Noticias de Cantabria
27-02-2020 15:43

Nuestro campo agoniza….

Tanto hemos tirado de la cuerda que no vaya a ser que nuestro campo esté en el último estertor; nuestro campo, nuestros campesinos, agricultores y ganaderos se han revuelto para defender lo que queda de él, que no es mucho y las perspectivas futuras no son nada halagüeñas….

 

 

Para algunos políticos de nuestro actual Gobierno, han creído que estas manifestaciones son un Carnaval y así Pablo Iglesias, verdadero Rasputín del actual Gobierno, se ha permitido la desfachatez de decir que los manifestantes son unos fascistas y unos carcas, llevándose para sí el eslogan de “Coletas, cabrón, coge el azadón”; pero estos demagogos que son capaces de decir lo mismo y lo contrario, se ha pasado a decir aquello de “seguir apretando”.

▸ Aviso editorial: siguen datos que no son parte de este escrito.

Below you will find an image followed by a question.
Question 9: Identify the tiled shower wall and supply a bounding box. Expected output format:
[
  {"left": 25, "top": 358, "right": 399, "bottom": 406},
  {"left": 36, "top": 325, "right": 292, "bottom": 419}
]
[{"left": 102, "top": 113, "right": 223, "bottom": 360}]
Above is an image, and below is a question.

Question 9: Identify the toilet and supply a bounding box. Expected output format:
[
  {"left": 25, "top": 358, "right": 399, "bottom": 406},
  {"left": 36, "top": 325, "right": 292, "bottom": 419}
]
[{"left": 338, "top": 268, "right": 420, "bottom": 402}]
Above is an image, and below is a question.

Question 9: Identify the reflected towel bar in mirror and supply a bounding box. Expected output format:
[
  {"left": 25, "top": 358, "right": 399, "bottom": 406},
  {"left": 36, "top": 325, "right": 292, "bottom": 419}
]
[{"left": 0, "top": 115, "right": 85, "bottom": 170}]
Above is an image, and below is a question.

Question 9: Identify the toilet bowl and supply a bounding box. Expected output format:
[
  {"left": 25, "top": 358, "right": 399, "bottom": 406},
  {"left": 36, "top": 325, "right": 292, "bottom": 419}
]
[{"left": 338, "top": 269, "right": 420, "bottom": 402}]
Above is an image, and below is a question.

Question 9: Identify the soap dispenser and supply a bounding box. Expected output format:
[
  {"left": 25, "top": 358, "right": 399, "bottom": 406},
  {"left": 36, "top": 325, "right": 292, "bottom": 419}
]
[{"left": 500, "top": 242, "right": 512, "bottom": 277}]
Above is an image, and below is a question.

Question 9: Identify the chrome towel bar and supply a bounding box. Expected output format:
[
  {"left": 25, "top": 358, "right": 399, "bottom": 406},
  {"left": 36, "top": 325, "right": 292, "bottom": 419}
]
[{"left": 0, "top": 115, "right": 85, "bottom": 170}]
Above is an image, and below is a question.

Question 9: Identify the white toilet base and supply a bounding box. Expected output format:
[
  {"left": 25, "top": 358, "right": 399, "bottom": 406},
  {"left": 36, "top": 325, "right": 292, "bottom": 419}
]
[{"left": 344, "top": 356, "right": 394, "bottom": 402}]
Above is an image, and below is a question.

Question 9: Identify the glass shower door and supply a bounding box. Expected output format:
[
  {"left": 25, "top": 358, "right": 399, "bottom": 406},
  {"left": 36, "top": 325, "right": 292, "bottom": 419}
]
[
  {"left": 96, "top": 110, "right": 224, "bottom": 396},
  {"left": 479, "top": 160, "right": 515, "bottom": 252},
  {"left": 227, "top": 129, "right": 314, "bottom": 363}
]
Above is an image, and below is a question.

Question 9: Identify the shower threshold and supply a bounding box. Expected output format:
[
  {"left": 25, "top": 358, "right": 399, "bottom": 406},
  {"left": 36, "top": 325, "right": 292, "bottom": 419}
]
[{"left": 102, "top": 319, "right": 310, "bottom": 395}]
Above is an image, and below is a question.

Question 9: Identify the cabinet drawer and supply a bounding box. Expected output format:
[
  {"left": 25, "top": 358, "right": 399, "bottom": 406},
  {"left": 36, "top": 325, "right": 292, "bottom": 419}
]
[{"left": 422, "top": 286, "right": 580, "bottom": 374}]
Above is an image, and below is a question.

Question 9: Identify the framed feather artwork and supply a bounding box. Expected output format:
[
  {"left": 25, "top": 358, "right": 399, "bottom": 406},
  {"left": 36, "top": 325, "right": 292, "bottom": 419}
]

Evidentemente, este Gobierno de España no va a entrar en el fondo del asunto y es que los productos del campo tienen unos precios de origen ridículos e indignantes que no se corresponden en absoluto con el esfuerzo de los trabajadores ni con lo que paga el consumidor, pues se multiplica por cuatro, seis u ocho veces, en esa intermediación que no tiene fondo. Así no es extraño que el campo español agonice, que los jóvenes huyan del mismo y que contribuyan al envejecimiento, el empobrecimiento y la despoblación del mundo rural.

Como dice el Consejero del Gobierno de Cantabria, Guillermo Blanco, “lo lógico es que los precios se establecieran desde la base de la cadena de producción, no al revés”. ¡Y tiene razón! Pero nuestros agricultores y ganaderos deben organizarse y unirse para plantar cara en el mercado competitivo, como hacen, por ejemplo, los franceses.

No es justo que los que sudan la camiseta, sean los peor tratados y sobrevivan de forma indigna; fíjense que con solo subir ¡tres céntimos! el litro de leche que después se paga tres veces más, resolvería la situación del ganadero cántabro.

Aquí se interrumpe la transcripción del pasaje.